Google Chrome could soon introduce a way for users to block tracking cookies by implementing a new tracking blocker, although it is reportedly one that will not affect Google’s own tracking scripts and cookies intact.
This news comes from a report from The Wall Street Journal. The paper reports that Google is looking to roll out a dashboard in a future edition of the Chrome browser that will give users the power to block cookies without the addition of a third-party solution.
At the moment, users seeking to freeze out tracking clients can currently install anti-tracking extensions using Google Chrome’s support for extensions. Some of the more popular options are Privacy Badger and Ghostery. If Google brings this support to Chrome natively, it’s unclear how they would fare.
Supposedly, this is a feature several years in the making at Google, with work accelerating after the recent Cambridge Analytica drama over at Facebook.

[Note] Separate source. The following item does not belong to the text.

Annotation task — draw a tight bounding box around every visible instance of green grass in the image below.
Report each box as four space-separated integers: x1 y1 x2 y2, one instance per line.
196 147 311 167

However, if Google Chrome’s cookie blocker doesn’t hinder Google’s advertising efforts, it seems like they’ll have a leg-up on the competition when it comes to advertising. If it’s using its dominant position in the browser market to give itself a hand in the advertising department, it could well come under scrutiny, as the company has previously incurred several fines for antitrust.
Privacy has been a big push in tech recently, as both Facebook and Google have come out to talk about their renewed enthusiasm for privacy.. Android Q, which will also be detailed tonight, is pushing hard on protecting users privacy with new features. It’s been a key angle for both companies, who have previously made their money out of monetising your private data, however the Cambridge Analytica scandal seems to have changed a lot of people’s minds on issues of privacy, something that seems to have filtered up to executives at these companies.
We’ll find out more at Google I/O, which kicks off tonight.